In fact, I'm just going to skip the comparisons altogether, since tripling revenue isn't all that impressive when it includes acquisitions and selling off rights to Bystolic to Forest Labs (NYSE: FRX  ) for $455 million. Even the increased revenue from its fentanyl patch -- thanks to competitors Johnson & Johnson (NYSE: JNJ  ) and Novartis (NYSE: NVS  ) having to pull their patches from the market -- isn't all that impressive, as the sales are expected to go down once competitors get it together and get onto the market again.

The important thing is the bottom line. Mylan is servicing its debt, and adjusted EPS -- excluding the income from selling Bystolic and charges for the acquisition -- came in at $0.23 per share. The company is now expecting to make between $0.64 and $0.67 per share on an adjusted basis, now that it's decided to keep Dey, its branded drug division.
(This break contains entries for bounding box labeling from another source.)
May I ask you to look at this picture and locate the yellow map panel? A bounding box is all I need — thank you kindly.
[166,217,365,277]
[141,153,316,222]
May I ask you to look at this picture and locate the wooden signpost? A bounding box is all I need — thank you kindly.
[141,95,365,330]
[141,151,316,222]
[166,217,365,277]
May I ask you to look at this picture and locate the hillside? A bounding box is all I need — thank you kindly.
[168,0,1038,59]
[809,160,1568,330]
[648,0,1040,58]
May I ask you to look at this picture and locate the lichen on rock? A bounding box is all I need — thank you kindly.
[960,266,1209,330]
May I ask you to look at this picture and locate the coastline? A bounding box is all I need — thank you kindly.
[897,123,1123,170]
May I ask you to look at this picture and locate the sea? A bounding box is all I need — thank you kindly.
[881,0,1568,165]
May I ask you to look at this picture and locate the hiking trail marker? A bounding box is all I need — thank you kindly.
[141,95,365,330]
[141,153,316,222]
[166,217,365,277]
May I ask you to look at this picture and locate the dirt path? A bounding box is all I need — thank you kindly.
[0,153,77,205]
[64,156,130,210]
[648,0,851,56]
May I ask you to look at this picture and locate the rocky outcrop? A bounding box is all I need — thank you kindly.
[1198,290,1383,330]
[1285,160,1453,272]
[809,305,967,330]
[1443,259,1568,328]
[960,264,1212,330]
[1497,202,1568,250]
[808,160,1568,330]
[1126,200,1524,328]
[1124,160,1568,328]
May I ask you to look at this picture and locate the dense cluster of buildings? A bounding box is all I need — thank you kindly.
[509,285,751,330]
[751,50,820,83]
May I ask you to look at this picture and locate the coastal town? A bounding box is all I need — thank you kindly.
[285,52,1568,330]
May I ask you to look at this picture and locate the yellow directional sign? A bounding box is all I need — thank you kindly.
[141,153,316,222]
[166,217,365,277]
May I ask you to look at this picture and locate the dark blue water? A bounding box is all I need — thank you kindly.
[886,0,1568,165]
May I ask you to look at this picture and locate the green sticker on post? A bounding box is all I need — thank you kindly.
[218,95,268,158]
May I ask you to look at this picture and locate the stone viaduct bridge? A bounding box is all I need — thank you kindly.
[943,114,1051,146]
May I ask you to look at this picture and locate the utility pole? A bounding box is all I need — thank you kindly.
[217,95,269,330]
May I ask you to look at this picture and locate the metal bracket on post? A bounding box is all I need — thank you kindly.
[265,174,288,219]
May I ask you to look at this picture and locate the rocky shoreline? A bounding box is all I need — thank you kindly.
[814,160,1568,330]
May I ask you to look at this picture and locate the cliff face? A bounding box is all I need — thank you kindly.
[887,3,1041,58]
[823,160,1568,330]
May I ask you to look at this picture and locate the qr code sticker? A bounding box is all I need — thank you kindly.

I still think selling Dey would have been a good move to generate capital and pay down some of the debt it had to take on to purchase Merck's generic division. But it appears Mylan wasn't able to get a good enough price and instead sold some convertible notes to push out the due date on some of its debt to 2015 at a pretty respectable 3.75% interest rate. The convertible notes could come back to bite it if shares go up substantially in the next seven years, but are investors really going to complain about a little dilution if their shares have zoomed up?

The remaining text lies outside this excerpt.